Mario (Bouli Lanners) vit dans le déni de sa séparation récente.

C'est ça l'amour: Papa poule *** 1/2

CRITIQUE / On ne compte plus le nombre de longs métrages qui rendent hommage aux mères courages — j’ai rien contre. Mais, curieusement, ça prenait une réalisatrice pour offrir l’un des plus beaux et brillants films sur les délicates relations père-fille. «C’est ça l’amour» dépeint avec sensibilité, et sans aucune mièvrerie, le désarroi d’un homme qui assume la garde à temps plein après une rupture.

Mario (Bouli Lanners), fonctionnaire municipal sans véritable envergure, vient tout juste de se joindre à une troupe de théâtre dont les acteurs amateurs livrent des récits autobiographiques. Replié sur lui-même, il est peu enclin à révéler son jardin intime. Sauf que le spectateur comprend assez rapidement la raison de sa présence : Armelle (Cécile Remy-Boutang), son ex-femme qui vient de le quitter, travaille sur la représentation…

Le cinquantenaire, insistant et pathétique, vit dans le déni. Mais la réalité finit par le rattraper en la personne de Frida (Justine Lacroix) et Niki (Sarah Henochsberg). La première, 14 ans, lui reproche le départ de sa mère alors que la deuxième, 17 ans, veut s’émanciper.

Désemparé, Mario se demande s’il a les compétences pour être un bon père. Il cherche à s’immiscer dans la vie de ses filles, qui le repoussent un peu plus. Surtout Frida, en pleine crise d’adolescence et d’identité sexuelle, alors que le papa poule aspire seulement, de façon maladroite, à les protéger.

Comment établir une nouvelle dynamique familiale dans les circonstances?

Bouli Lanners (De rouille et d’os, Réparer les vivants), acteur extrêmement doué s’il en est un, se glisse avec une crédibilité sans faille dans la peau de ce gros nounours au cœur tendre et brisé. Sans jamais chercher à faire de l’ombre à Justine Lacroix et Sarah Henochsberg, deux non professionnelles dont le naturel crève l’écran.

Le naturel de Justine Lacroix et Sarah Henochsberg crève l'écran.

Claire Bulger n’avait pas manqué son entrée en 2014. Party Girl, son premier long, réalisé avec Marie Amachoukeli Samuel Theis, a remporté à Cannes le Prix d’ensemble de la section Un certain regard ainsi que la Caméra d’Or, qui est remise au meilleur premier film du festival, toutes sections confondues!

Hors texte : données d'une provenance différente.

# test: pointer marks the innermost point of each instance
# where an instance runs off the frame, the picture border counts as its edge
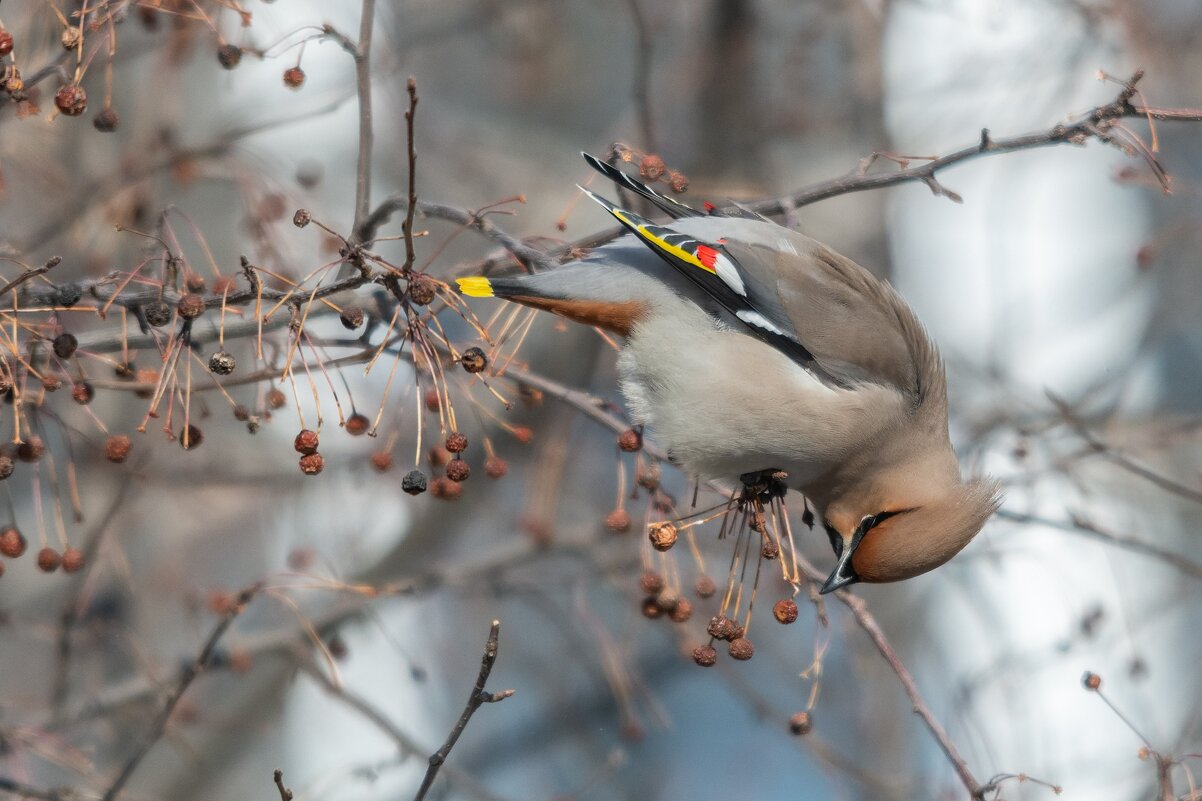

Bien que Party Girl ait été tourné à trois, la réalisatrice française poursuit dans la même veine de cinéma naturaliste, laissant ses personnages évoluer au gré des scènes plutôt que de leur imposer un carcan. Elle mise sur une caméra de proximité, mais non intrusive, qui explore avec beaucoup de doigté les questions de filiation, d’amour et d’éducation.

Or, elle échappe à la facilité en décrivant avec beaucoup de nuances les émotions complexes qui agitent ses protagonistes, surtout Mario et Frida. Un peu moins pour Armelle, qui n’a pas le beau rôle.

On peut reprocher à C’est ça l’amour quelques maladresses scénaristiques (bien intentionnées). Reste que sa réussite est une preuve de plus de l’importance de permettre à plus de réalisatrices d’apporter leur point de vue — même sur les difficultés contemporaines de la masculinité !

Au générique

Cote : *** 1/2

Titre : C’est ça l’amour

Genre : Drame

Réalisatrice : Claire Bulger

Acteurs : Bouli Lanners, Justine Lacroix, Sarah Henochsberg

Classement : Général

Durée : 1h38

On aime : l’approche naturaliste. Les nuances et la sensibilité dans les thèmes abordés. L’épaisseur des personnages.